[Math] PCA using SVD in Matlab, a few questions.

linear algebraMATLABstatisticssvd

I have X = [25, 2000] i.e. 25 subjects and 2000 values (i.e. each subject has a spectrogram that is reduced to 2000 values).

My goal is to reduce from 25 subjects to 1 or 2 "subjects" that best explains the data across the group.

If I do [u,s,v]=svd(X) (in matlab)
or [u1,s1,v1]=svd(X')

What would be 1st and 2nd principle components?

Is it just columns of v (in first case) or columns of u (in transposed case)

OR do I have to do T = vX or T=uX and then the 1st and 2nd row of this?

Best Answer

If the SVD of $X$ is $X=USV^\top$, then the SVD of $X^\top$ is just the transpose of the prior factorization, $X^\top=VSU^\top$ or $U_1=V$, $S_1=S$ and $V_1=U$.

The principal components of this approach are the singular vectors with the largest singular values.

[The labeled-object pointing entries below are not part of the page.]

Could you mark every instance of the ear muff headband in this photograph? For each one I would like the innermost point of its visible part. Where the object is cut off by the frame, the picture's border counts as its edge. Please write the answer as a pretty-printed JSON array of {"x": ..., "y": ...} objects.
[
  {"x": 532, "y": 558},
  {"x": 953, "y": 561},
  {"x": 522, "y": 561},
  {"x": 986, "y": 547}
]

In the implementations, the diagonal matrix $S$ contains the singular values sorted from largest to smallest, so that you only have to consider the first two components. If $X$ has format $25\times 2000$, then the columns of the $25\times 25$ matrix $U$ contain the singular vectors you are interested in.


Update

PCA was originally invented in mechanics to study the kinematics of rigid bodies, for instance the rotation and nutation and oscillations of planets. The idea there is that these kinematics are the same as an ellipsoid that is aligned and shaped according to the principal components of the mass distribution. Any movement of a rigid body can be described as the movement of its center of mass and a rotation around that center of mass.


If the data is not shifted so that the center of mass is the origin, for instance if in 2D all points are clustered around $(1,1)$, then the principal component of the data set will be close to this point $(1,1)$. But to get that point, one could just as well only have computed the center of mass or mean value of all data points. To get the information about the shape of the cluster out of the SVD, you have to subtract the center of mass.

If that is what you mean by 'subtracting the baseline' then all is well in that regard. But still, the application of SVD makes the most sense if you can say that if you flip the sign of an input vector, then this could have reasonable come as well from a measurement in the experiment.


The result of the SVD can be written as $$ X=\sum_{k=1}^r u_k\sigma_k v_k^\top. $$ If one pair of $(u_k,v_k)$ is replaced by $(-u_k,-v_k)$ then noting changes in the sum, the sign change cancels between both factors.

To get the data set of person $j$ out of the matrix $X$ one has to select row $j$ of $X$ as $e_j^\top X$. Now if $X$ gets compressed by using only the terms for the first or first two singular values in the SVD, the approximation of data $j$ set will be $$ e_j^\top X=\sum_{k=1}^2 (e_j^\top u_k)(\sigma_kv_k)^\top =\sum_{k=1}^2 U_{jk}(\sigma_kv_k)^\top. $$ Again, any sign changes in $v_k$ in the computation of the SVD are balanced by sign changes in the coefficients $e_j^\top u_k=U_{jk}$.

One heuristic to make the sign definitive could be to make sure that the entry with largest absolute value in every vector $u_k$ is positive.